Key insight: Previous work found that adding a few layers to a shallow GNN barely improved performance. That study used graphs that comprised hundreds of thousands of nodes and edges. Since then, graphs have emerged with hundreds of millions of nodes and edges. Deeper GNNs may achieve superior performance on these larger datasets.
How it works: The authors built GNNs up to more than 100 layers deep, including an encoder (a vanilla neural network), a graph network made up of message-passing blocks (each a trio of vanilla neural networks), and a decoder (another vanilla neural network). Among other experiments, they trained a GNN on 4 million graphs of molecules, in which nodes are atoms and edges are bonds between them, to estimate a particular key property called the HOMO-LUMO gap. (This property helps determine a molecule’s behavior in the presence of light, electricity, and other chemicals.)
- Given a graph, the encoder generated an initial representation of each edge, each node, and the entire graph.
- A series of message passing blocks updated the representations iteratively: (1) A three-layer vanilla neural network updated each edge representation based on the previous representation, the two nodes on either side, and the graph. (2) A three-layer vanilla neural network updated each node representation based on the previous representation, all connected edges, and the graph. (3) A three-layer vanilla neural network updated the graph representation based on the previous representation, all edges, and all nodes.
- Given the final representation of the graph, the decoder computed the HOMO-LUMO gap.
- To improve the representations, the authors used Noisy Nodes self-supervision, which perturbed the representations of nodes or edges and penalized the GNN depending on how well it reconstructed them.

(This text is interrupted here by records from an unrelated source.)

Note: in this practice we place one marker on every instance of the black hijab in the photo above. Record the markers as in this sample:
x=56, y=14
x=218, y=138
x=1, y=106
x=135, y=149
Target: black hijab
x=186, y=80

Results: The authors tested GNNs with different numbers of message-passing blocks. Performance on the validation set improved progressively with more message-passing blocks up to 32 — 104 layers total — but showed no benefit beyond that depth. A version with 8 message-passing blocks achieved ~0.128 mean absolute error, one with 16 achieved ~0.124 mean absolute error, and one with 32 achieved ~0.121 mean absolute error.
Why it matters: Not all types of data can be represented easily as an image or text — consider a social network — but almost all can be represented as a graph. This suggests that deep GNNs could prove useful in solving a wide variety of problems.
We’re thinking: CNNs and RNNs have become more powerful with increasing depth. GNNs may have a lot of room to grow.